What About America?

One of the greatest books I've ever read about the state of Christianity around the world is The Next Christendom by Philip Jenkins, in which he describes the gargantuan shift of Christianity from the global North to the global South.

It's so easy to base our view of God on what we see from Christians locally.  Our local church or the few Christians we know become our definition of the Body of Christ and of what Christianity looks like.  This should not be so.  Such a narrow perspective reminds me of King George 3rd who wrote in his journal on July 4th, 1776, "nothing of importance happened today."  Of course, something of massive importance had happened that very day, but he limited his view locally and missed one of the most historic days in the history of the world, right under his nose.

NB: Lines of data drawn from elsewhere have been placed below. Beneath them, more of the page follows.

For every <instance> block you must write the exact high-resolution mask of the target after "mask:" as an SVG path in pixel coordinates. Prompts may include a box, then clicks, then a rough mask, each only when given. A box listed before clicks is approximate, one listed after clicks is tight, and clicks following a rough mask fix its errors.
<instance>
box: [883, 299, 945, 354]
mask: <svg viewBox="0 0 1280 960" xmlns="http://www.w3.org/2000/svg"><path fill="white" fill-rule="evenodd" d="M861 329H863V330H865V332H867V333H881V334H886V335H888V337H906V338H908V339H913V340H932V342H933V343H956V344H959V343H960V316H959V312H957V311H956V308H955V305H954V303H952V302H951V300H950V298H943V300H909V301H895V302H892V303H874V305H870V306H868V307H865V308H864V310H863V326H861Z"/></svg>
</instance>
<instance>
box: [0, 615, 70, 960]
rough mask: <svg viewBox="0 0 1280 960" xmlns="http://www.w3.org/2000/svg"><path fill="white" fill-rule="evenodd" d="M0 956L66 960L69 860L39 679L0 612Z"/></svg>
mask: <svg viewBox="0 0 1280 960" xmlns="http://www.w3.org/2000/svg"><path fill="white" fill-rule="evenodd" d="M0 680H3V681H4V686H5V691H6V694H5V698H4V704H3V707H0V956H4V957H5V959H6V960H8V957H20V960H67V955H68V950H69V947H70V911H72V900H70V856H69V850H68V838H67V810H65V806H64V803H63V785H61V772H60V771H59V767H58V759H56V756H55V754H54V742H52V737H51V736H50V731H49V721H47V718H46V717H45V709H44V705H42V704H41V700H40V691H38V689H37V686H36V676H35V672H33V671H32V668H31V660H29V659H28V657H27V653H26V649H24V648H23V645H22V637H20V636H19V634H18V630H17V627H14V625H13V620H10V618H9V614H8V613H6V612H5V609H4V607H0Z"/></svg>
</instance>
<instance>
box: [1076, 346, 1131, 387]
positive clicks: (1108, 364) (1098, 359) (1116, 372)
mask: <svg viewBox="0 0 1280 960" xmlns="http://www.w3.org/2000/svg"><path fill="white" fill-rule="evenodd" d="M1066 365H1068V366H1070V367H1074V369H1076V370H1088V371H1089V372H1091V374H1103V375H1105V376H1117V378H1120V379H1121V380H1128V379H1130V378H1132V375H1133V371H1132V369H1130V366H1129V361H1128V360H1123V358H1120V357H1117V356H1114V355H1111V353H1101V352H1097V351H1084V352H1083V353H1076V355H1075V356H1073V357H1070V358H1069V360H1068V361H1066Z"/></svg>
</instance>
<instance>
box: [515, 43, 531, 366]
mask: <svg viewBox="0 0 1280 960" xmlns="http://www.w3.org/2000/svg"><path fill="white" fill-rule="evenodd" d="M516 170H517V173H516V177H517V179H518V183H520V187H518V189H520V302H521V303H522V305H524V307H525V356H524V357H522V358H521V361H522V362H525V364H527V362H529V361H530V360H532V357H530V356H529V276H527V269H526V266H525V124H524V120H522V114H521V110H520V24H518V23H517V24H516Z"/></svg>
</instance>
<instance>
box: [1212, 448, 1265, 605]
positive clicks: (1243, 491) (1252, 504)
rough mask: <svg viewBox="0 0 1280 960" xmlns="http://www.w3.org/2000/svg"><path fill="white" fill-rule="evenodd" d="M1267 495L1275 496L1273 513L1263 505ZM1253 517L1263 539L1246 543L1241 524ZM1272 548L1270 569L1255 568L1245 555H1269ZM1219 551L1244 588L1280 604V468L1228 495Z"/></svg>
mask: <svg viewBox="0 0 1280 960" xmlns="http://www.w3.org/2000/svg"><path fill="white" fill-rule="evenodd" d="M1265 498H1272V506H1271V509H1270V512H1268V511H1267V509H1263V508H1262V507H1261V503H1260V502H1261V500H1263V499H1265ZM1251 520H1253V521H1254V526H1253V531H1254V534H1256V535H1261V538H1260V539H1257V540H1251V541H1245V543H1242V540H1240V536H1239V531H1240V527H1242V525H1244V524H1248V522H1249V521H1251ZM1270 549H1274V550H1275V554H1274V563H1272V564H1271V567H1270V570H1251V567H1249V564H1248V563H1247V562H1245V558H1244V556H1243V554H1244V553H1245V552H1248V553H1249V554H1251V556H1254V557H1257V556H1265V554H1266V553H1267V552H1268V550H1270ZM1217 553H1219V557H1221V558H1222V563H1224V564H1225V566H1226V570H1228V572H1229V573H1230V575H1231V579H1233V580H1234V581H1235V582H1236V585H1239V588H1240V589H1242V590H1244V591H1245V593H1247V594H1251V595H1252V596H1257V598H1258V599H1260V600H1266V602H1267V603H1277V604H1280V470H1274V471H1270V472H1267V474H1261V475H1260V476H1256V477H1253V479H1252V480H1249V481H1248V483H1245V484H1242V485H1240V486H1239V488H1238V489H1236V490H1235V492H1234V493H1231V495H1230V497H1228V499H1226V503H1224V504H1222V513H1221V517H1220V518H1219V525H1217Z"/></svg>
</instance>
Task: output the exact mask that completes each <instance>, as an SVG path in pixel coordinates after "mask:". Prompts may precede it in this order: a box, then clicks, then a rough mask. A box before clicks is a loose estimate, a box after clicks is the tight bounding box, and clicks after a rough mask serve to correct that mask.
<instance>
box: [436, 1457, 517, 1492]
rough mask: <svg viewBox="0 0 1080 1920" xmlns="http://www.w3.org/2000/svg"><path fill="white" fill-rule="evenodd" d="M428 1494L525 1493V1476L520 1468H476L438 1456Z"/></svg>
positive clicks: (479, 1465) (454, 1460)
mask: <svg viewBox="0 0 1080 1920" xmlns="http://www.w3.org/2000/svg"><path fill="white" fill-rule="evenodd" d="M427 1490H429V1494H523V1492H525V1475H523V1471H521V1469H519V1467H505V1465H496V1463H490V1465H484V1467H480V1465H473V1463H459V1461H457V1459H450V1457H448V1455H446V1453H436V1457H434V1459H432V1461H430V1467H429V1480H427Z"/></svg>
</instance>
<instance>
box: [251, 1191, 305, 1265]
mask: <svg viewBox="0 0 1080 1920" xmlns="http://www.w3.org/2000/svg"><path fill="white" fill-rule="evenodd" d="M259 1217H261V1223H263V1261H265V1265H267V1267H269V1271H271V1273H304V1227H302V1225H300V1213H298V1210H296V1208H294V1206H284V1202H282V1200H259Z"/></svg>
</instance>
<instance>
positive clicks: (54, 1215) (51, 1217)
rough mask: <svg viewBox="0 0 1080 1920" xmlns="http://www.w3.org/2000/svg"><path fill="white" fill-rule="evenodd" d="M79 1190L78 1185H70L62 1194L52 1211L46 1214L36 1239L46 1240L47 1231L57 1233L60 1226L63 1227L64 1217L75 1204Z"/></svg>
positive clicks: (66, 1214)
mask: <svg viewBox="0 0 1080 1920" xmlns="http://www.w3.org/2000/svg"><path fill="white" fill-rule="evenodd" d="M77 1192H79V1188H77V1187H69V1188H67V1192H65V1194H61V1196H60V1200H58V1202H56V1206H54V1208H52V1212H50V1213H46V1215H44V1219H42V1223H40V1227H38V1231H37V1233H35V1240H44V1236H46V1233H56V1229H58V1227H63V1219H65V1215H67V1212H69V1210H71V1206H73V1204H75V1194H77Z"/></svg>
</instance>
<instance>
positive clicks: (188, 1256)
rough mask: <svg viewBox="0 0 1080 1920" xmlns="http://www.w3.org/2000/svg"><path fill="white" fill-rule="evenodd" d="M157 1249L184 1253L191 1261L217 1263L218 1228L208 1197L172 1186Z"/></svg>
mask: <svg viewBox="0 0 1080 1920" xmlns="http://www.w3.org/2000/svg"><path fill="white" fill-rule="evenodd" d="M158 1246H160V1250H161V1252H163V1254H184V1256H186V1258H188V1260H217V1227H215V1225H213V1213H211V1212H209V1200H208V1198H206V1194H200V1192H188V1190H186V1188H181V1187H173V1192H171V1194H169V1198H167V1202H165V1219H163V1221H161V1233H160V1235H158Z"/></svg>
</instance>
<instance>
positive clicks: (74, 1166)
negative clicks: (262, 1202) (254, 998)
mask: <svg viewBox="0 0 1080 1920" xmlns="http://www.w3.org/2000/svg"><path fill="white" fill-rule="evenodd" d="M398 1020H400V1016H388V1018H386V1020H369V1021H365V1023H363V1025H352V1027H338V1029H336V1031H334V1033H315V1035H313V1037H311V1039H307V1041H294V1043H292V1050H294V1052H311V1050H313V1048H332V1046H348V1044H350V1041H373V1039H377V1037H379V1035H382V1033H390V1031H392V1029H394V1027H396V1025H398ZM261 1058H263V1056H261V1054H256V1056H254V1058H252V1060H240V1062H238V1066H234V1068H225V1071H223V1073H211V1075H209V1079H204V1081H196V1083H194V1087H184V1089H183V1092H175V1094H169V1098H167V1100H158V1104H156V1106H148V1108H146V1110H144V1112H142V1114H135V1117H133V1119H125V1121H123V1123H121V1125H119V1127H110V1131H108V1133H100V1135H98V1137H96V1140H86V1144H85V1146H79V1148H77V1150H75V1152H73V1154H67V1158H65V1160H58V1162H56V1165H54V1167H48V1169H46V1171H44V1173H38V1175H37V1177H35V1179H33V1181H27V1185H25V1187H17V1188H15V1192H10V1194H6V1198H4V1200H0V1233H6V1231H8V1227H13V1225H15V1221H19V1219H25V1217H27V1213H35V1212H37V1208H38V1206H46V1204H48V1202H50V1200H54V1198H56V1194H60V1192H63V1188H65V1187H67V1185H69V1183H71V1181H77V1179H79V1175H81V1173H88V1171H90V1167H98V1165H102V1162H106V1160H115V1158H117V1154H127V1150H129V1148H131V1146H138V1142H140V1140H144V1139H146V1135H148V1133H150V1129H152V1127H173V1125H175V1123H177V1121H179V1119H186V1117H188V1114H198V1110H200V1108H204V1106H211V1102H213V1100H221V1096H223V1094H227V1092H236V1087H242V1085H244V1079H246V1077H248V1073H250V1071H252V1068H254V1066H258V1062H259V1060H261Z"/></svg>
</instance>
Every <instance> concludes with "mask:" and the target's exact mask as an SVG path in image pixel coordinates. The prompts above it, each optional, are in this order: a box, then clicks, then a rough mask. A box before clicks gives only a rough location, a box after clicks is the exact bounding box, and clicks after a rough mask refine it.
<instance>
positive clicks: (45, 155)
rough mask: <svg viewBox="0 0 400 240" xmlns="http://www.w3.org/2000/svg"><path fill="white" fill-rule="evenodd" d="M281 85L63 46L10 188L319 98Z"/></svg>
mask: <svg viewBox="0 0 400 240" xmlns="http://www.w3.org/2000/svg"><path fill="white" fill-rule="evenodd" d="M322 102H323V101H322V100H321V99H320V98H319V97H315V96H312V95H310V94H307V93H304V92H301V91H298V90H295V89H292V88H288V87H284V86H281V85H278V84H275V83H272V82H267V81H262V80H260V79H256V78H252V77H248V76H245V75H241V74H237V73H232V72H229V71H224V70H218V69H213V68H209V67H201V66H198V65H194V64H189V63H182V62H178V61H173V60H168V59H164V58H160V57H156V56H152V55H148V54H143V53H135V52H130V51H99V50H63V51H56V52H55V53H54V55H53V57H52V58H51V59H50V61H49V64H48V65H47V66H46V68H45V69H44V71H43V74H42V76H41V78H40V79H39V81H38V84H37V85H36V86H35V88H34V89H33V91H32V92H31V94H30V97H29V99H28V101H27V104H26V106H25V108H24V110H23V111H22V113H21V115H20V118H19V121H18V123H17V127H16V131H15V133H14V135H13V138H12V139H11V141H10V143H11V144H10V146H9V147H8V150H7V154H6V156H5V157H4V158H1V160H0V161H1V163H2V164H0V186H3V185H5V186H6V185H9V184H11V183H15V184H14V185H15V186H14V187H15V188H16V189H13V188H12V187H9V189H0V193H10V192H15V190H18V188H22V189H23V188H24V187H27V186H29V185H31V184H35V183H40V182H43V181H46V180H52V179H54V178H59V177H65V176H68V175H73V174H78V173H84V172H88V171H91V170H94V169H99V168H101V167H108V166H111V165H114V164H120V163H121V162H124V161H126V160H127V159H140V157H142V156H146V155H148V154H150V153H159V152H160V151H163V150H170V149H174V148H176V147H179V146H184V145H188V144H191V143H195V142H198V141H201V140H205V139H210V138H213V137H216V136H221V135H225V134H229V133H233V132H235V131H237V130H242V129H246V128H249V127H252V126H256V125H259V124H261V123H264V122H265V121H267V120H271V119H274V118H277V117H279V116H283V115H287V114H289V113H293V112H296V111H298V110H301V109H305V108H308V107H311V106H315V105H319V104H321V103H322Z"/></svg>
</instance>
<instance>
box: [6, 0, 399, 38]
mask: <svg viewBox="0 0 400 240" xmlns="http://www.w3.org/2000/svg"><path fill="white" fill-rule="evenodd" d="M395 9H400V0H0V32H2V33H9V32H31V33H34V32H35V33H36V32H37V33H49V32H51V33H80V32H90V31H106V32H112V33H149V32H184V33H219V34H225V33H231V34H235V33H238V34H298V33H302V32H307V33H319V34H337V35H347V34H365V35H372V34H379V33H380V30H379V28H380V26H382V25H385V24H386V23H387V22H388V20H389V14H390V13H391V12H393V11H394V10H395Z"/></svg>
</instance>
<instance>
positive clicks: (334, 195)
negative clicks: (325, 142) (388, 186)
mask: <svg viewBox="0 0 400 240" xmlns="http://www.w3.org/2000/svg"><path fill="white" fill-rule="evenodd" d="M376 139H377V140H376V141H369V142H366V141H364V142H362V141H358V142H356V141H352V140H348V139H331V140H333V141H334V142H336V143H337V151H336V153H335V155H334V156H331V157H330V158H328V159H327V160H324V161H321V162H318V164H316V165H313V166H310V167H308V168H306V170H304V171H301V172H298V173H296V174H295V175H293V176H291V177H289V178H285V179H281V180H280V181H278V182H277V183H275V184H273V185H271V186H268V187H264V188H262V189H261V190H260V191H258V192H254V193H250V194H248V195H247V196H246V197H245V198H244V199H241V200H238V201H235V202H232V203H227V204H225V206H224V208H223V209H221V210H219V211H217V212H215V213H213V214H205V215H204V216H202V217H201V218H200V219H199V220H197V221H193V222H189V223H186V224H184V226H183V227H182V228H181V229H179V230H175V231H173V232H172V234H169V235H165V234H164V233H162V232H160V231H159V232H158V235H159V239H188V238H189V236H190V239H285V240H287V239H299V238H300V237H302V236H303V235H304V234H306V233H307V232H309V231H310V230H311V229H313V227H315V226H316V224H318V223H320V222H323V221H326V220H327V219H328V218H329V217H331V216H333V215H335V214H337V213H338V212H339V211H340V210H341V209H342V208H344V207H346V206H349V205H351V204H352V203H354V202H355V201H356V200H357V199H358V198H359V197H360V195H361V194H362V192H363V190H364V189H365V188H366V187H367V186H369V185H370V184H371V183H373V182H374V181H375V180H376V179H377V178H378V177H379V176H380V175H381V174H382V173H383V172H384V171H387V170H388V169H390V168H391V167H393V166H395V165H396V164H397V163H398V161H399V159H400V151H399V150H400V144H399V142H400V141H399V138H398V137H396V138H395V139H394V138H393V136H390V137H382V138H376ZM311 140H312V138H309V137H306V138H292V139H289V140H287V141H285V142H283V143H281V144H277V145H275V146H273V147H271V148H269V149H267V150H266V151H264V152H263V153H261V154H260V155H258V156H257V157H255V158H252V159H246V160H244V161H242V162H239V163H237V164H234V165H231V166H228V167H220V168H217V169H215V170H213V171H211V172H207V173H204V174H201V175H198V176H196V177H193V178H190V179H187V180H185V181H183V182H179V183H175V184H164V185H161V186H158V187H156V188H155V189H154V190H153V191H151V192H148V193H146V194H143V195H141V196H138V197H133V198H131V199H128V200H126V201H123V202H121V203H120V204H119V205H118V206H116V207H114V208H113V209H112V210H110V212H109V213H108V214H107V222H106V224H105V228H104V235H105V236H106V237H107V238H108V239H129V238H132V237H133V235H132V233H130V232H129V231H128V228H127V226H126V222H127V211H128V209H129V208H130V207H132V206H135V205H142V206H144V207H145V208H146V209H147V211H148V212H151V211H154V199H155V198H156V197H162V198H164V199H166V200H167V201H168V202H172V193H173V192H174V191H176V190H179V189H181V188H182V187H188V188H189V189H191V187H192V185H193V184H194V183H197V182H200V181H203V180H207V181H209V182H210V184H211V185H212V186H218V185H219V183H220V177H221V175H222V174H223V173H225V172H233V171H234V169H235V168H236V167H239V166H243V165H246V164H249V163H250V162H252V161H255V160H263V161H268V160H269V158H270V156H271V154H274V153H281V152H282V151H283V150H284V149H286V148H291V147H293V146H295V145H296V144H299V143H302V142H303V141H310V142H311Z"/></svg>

What am I getting to?  While Christianity is losing traction in the Western world, it is quite literally exploding in various parts of the world.  Statistics show Christianity is growing 3x's the rate of the world's population.  In America only it is decreasing.  Christianity is growing so fast in countries like Nigeria that in just a few decades it has grown from just 10% of the population to nearly 60%.  Pentecostal Christians in Columbia alone outnumber the Mormon religion worldwide.  My older brother Jon had the chance to visit a church in Bogata in which the youth group of over 70,000 youth meets in a soccer stadium every week, with hardly a building large enough to contain them.  In Seoul, South Korea today sits the largest church in the history of the world - nearly a million members.  In Africa, one evangelist, Reinhard Bonnke in 2001, led over a million and a quarter people to Christ one night, one single altar call.  In Argentina, one evangelist, Carlos Annacondia, has led millions of people to Christ in his country alone over the past three decades.  The average size of an evangelical church in Argentina used to be 7 people, while now multitudes of churches are 20, 30 or even 50 thousands members strong.  Experiencing what Argentina has gone through would be sort of like an entire state coming to church together every week. In China, under the auspices of a closed government, the underground, house church movement has grown so fast staticians can hardly keep up.  Now estimated that the Christian population is equal to about 1/4 of the US population, China's Christian zeal rivals that of the US.  Tens of thousands of missionaries are in training for a movement called back to Jerusalem, in which Chinese evangelists will walk from Bejing to Jerusalem sharing the Gospel with everyone they meet.  The requirements to join this movement: 1. You must be willing to never see your family again.  2. You must be ready to die at any time for Christ.


It's great to hear that God is moving, but it should also give rise to a holy indignation for our own land.  Who will rise up?  Who will take hold of the promises of God for our generation in America today?!